Wow, Thaksin was found guilty by a court of law for being unethical. Actually, he was found guilty of signing off on land documents during his tenure because Thailand has a community property law. That's it. That is the crime.
Thaksin's lawyers had told us all along that he didn't have any direct influence over the central bank's Financial Institutions Development Fund (FIDF) that was handling toxic assets at the height of the 1997 economic crisis. We didn't really believe what they told us. But who were we to put up any counter-argument against the wealthiest and most influential family in the country?
There was no evidence presented in this case that Thaksin influenced the FIDF to overlook Pojaman's land deal. If there was, he would have been convicted of that crime. But he was only convicted of the crime of being PM while his wife bought land.
But when the Supreme Court ruled on Tuesday that Thaksin's influence "could have deterred other bidders", we couldn't have agreed more.
Again, no evidence. Just Suthichai's lies and spin.
In fact, it must have come as a great confidence-building boost for the common man that the court's highly informed legal interpretations are based on the average citizen's logic and standards of ethics: no matter how you phrase it, when a big guy does bad things to favour his own clan, the small guys suffer; and when lots of small guys suffer, the country as a whole stands to lose.

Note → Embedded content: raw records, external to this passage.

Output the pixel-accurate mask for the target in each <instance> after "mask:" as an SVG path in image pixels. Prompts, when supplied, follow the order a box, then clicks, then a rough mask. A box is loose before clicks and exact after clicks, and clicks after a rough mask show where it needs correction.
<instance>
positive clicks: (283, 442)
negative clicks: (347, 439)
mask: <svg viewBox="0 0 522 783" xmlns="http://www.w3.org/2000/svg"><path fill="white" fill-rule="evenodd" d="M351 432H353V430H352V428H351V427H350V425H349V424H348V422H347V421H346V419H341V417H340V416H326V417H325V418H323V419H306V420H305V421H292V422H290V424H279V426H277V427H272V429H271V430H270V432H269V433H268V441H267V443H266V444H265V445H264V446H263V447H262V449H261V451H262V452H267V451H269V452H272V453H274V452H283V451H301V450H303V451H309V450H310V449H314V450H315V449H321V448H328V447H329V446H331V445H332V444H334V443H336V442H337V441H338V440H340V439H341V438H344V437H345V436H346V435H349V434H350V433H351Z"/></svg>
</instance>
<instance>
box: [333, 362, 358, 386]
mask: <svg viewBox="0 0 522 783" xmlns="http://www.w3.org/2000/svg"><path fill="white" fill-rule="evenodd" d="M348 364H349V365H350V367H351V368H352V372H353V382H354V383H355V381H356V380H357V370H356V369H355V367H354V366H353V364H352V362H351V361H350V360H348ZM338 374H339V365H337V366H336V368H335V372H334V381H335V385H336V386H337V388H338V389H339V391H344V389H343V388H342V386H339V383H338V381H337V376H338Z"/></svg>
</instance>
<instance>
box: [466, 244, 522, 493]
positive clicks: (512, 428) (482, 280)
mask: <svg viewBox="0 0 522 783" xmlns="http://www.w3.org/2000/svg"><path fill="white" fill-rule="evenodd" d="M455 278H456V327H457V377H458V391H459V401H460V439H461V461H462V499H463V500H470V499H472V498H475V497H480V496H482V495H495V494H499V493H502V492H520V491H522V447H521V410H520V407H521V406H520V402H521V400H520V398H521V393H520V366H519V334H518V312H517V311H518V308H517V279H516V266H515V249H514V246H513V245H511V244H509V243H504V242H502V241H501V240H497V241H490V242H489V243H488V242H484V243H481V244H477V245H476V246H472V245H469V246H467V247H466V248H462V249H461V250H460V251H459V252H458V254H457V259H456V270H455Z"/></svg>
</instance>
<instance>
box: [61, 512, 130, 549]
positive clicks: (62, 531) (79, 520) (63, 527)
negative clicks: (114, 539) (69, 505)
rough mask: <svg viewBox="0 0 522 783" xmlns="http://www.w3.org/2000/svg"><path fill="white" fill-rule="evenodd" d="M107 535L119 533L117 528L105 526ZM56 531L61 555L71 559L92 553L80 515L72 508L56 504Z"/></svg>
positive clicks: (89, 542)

Highly informed legal interpretations? You'd have to be a complete idiot to buy into that. Again, no evidence that the big guy did any favors to benefit his clan. Nope, no conviction of that crime. No evidence brought forth on that point in this case.
It was therefore a great spirit-lifting revelation that the Supreme Court came back with the ruling that it was wrong for the then premier to argue that he wasn't in a position to influence the FIDF because it wasn't a government agency. The court's verdict insisted that, for all intents and purposes, the FIDF was in fact a government mechanism. Besides, since the finance minister was running the show there, the premier couldn't possibly argue that his influence couldn't be felt at the bidding, when his wife was a prominent and active participant in that bidding.
Again, no evidence that Thaksin influenced the FIDF and no conviction on that point. Why wasn't the land confiscated?
The man on the street is now vindicated. Our suspicion has been confirmed. And the verdict has done us proud. We can now tell the world: Who says Thailand can never be serious about fighting corruption and getting rid of the inherent conflicts of interest in high office?
Suthichai really has some balls to talk about conflicts on interest when he has been nothing more than a propaganda piece for the Democrat Party, the PAD, and the junta when it was in power. Really, Suthichai, tell us how many contracts on Thai military TV you got when the junta was in power? Or could you explain to the public how it was that your brother got to take over iTV/ThaiPBS, after it was nationalized under questionable circumstances, a week before the election?
The columnists at The Nation love to bleat on about ethics. If being an unethical journalist was a crime, all the columnists over there would be sitting on death row.